Eating more veggies: Commit to eating one vegetable a day. If you eat a single baby carrot or one forkful of spinach, that’s your tiny win!
Exercising: Commit to 2 minutes of movement a day. Maybe it’s climbing up and down your stairs, walking up and down your driveway, doing sets of 10 squats throughout the day, or running 2 for minutes on the treadmill. Two minutes is your tiny win!
There’s a trick here, though—can you see it? If you’re committing to these tiny wins, you will need to plan and prepare for them. When will you check in with yourself—as part of your morning routine, at lunch, or before bed? When will you write, read, or exercise? Try tying it to an existing habit (like listening when you brush your teeth, journaling with lunch, or doing 10 squats every time you go to the bathroom) is an easy way keep it consistent. Where are you going to get that baby carrot or spinach? You’ll have to make sure you have fresh or frozen veggies on every shopping list.
Putting it together
It seems like reading one paragraph, doing 2 minutes of stair-climbs, or eating a single carrot isn’t going to be enough to get you to your health goal. But so often, resolutions fail because our goals are too grand, too demanding, or too numerous. If you don’t have a habit of exercising, expecting to jump into an hour a day, five days a week on January 1st is setting yourself up for failure (unless you have no kids and no job). And a list that’s a mile long (I’m going to read and work out and floss) burns you out even faster.

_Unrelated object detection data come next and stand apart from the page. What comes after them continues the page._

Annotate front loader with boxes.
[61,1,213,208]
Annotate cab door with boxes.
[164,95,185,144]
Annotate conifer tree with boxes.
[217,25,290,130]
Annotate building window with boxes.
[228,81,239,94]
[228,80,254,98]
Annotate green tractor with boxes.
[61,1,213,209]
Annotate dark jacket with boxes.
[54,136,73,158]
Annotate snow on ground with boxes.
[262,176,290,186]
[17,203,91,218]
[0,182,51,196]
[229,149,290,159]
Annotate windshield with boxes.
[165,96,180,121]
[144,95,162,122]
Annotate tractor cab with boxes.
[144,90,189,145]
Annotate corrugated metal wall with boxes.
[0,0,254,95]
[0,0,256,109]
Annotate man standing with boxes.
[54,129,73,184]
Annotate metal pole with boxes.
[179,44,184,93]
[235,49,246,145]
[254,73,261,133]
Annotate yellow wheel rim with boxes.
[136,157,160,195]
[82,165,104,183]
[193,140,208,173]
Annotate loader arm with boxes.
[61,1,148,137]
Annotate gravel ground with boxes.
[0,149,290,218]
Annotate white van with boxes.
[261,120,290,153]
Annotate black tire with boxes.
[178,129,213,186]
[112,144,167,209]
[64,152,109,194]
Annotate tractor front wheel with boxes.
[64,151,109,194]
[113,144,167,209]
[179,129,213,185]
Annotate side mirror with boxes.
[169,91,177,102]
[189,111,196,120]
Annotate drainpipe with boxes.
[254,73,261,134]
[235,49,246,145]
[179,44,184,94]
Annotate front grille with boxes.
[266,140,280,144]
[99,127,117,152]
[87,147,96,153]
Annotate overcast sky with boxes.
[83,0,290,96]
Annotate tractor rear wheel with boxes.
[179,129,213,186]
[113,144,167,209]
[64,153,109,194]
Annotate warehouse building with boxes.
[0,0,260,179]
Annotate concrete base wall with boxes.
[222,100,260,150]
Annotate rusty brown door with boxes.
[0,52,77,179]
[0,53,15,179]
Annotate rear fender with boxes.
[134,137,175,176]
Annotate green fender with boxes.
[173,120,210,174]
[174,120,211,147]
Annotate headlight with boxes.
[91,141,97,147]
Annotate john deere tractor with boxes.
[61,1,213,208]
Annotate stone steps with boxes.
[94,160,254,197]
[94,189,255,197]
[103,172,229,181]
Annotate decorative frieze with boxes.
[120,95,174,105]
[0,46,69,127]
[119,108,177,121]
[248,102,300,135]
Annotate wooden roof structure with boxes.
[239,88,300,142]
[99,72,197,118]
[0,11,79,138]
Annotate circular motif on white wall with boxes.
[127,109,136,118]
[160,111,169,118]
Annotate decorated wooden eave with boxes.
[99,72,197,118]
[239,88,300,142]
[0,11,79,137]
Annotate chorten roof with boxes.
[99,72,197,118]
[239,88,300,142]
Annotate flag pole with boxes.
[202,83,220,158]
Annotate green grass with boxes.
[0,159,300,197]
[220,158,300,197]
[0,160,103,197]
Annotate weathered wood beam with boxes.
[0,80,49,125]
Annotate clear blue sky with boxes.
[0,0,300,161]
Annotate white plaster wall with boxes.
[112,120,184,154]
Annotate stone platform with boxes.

Instead, make the habit itself the goal. Create a habit of carving out time for movement. Create the habit of reaching for veggies with your snack. Create the habit of having a book nearby. Then, we’re going to practice carving out time, space, and energy to uphold those tiny habits by employing a pause, checking in with ourselves, and holding our boundaries. If you can make this happen consistently, trust me—the rest will follow.
Habits don’t change overnight, especially when they’re uncomfortable. But these two concrete actions can help you create the foundation of your new year’s goals, and offers you a specific plan to help you truly succeed with your New Year’s resolution.